Loire le 16 octobre 2014 - Béatrice Perrod-Bonnamour - Roannais - article lu 636 fois

Notre Abri à Roanne : 40 ans après
Le ruban coupé, une plaque en hommage à Maurice Pavero, fondateur de Notre Abri était dévoilée en présence de la famille (D.R.)

La pluie crépite sur la tente, on se presse… Guy Monroë, président du Toit familial, Jean-Yves Mathieu, vice-président Entreprises Habitat se réjouissent de la concrétisation du projet débuté en 2007, lorsque le Toit familial, entreprise sociale pour l’habitat, avait été sollicité par les services de l’Etat pour une mise aux normes du CHRS « notre Abri » rue du Phénix.

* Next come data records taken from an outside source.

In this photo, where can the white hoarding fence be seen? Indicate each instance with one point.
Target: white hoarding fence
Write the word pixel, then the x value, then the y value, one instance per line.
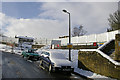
pixel 90 39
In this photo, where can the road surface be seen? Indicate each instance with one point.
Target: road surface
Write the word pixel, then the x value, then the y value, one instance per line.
pixel 14 66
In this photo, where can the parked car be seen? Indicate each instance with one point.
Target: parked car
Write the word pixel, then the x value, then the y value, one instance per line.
pixel 18 51
pixel 55 62
pixel 30 54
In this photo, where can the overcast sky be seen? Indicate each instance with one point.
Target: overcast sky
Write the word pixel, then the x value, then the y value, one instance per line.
pixel 46 19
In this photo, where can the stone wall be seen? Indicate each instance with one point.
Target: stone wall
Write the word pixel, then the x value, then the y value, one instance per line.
pixel 92 60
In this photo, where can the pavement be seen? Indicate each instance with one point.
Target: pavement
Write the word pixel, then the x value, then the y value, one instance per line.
pixel 14 66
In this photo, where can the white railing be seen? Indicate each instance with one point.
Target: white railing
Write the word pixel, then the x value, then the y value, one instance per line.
pixel 103 37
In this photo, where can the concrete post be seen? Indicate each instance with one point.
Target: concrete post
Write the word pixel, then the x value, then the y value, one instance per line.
pixel 117 47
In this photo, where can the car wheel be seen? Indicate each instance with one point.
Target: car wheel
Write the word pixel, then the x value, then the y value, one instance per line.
pixel 50 68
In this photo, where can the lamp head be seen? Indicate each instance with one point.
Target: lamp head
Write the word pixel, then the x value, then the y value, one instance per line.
pixel 64 11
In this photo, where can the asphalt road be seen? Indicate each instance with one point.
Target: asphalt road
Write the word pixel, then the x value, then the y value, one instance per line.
pixel 14 66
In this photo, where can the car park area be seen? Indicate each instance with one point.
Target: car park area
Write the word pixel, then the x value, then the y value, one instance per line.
pixel 14 66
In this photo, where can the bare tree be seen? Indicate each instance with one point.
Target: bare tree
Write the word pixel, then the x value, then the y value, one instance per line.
pixel 78 31
pixel 114 21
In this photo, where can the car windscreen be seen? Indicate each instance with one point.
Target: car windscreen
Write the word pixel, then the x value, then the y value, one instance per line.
pixel 58 56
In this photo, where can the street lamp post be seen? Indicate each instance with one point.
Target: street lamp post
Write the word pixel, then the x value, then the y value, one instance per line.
pixel 69 34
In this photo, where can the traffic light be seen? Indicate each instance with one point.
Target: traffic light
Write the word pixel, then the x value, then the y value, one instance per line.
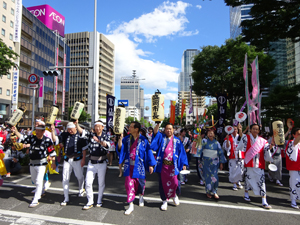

Mais le comité de pilotage - services de l’Etat, association Notre Abri, association Toit plume (comité de soutien à Notre Abri), Roannais agglomération, Ville de Roanne, Toit familial - décida la construction d’une structure à vocation sociale adaptée compte tenu de la vétusté de l’ancien bâtiment.   « Le Toit familial est propriétaire des locaux, il a un ancrage dans le Roannais. Le cabinet d’architecture Bernard Rivolier en a été maître d’œuvre », rappelle G. Monroë félicitant les acteurs de la réussite. Jean-Marc Baudinat félicite « pour ce nouveau bâtiment adapté au fonctionnement, aux missions… Il a été construit pour les personnes privées d’un toit, première étape de reconnaissance de leur dignité… Nous souhaitons faire de Notre Abri un lieu ouvert vers d’autres formes d’intervention sociale, réaliser une plateforme multimodale en partenariat avec les autres acteurs locaux : association caritatives, organismes de formation, CCAS, Région, comme déjà réalisé avec le conseil  général dans le cadre de l’accompagnement social lié au logement… » Enfin,  « nous voulons ouvrir le restaurant social aux consommateurs extérieurs ».
Marie-Hélène Riamon, représentante la Région, salue le partenariat public-privé.  « Personne n’est à l’abri de la précarité », dit-elle. J. Décours, sous préfet conclut : « ce lieu est une espérance pour les plus démunis. On juge une société aux services apportés aux plus fragiles, aux plus abandonnés.»